- Do oburzającego wydarzenia doszło w tynieckim klasztorze ojców benedyktynów, niedaleko Krakowa.
- Półnagi mężczyzna wszedł na ołtarz i zaczął tańczyć techno.
- – Mężczyzna wpadał w skrajne stany emocjonalne i nie chciał pozostać w jednym miejscu – skomentował rzecznik Opactwa Benedyktynów, brat Grzegorz Hawryłeczko.
- Zobacz także: Brunon Różycki ujawnia prawdziwą twarz Marszałka Piłsudskiego
Profanacja świątyni klasztoru w Tyńcu
Podczas trwającego koncertu Krakowskiego Kwintetu Harfowego, do benedyktyńskiej świątyni wtargnął w połowie rozebrany mężczyzna. Przechadzał się po prezbiterium, a następnie zaczął tańczyć na ołtarzu.

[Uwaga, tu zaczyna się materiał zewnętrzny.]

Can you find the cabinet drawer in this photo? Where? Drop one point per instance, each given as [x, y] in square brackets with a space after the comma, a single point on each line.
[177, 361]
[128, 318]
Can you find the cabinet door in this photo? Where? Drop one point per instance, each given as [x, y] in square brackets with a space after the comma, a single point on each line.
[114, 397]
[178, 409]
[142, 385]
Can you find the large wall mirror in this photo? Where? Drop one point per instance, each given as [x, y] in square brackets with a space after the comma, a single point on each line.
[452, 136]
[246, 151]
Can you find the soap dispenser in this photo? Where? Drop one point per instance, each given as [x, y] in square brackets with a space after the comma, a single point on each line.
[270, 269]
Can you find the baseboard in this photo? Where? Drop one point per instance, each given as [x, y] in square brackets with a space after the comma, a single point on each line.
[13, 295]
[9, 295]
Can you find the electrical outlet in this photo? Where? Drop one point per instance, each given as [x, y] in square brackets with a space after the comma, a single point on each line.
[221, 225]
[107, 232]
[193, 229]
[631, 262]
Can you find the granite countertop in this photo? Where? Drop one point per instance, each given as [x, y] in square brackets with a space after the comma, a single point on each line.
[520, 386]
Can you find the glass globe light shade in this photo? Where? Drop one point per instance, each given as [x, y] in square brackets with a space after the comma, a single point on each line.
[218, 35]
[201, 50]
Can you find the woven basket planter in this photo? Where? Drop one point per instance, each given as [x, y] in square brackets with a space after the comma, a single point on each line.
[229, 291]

Rozebrany do pasa mężczyzna wszedł do prezbiterium, gdzie znajdowali się muzycy, w trakcie występu: przechadzał się po nim, stał przez chwilę przy tabernakulum, potem zaś wszedł na ołtarz, przygotowany do odprawienia Mszy Świętej wieczornej. Zmusiło to wykonawców do przerwania koncertu.
Powiedział rzecznik Opactwa Benedyktynów, brat Grzegorz Hawryłeczko.
Co więcej, niedługo po wtargnięciu mężczyzny, przybył mnich, który próbował wyprosić go ze świątyni. Kontakt z mężczyzną okazał się jednakże utrudniony, ponieważ ten “wpadał w skrajne stany emocjonalne i nie chciał pozostać w jednym miejscu”. Na miejsce przyjechała policja i karetka. Mężczyzna został przewieziony do szpitala na obserwację.
Powodem impreza techno?
Jak się okazało, w tym samym czasie, nieopodal tynieckiego klasztoru, miał miejsce festiwal muzyki techno Egodrop Rave OA. Jedna ze spekulacji brzmi, że mężczyzna przybył do świątyni z tego festiwalu. Najprawdopodobniej był także pod wpływem środków odurzających.
Z powodu wstrząsającego incydentu, lokalni radni domagają się zakazu organizowania imprez techno w przyszłości.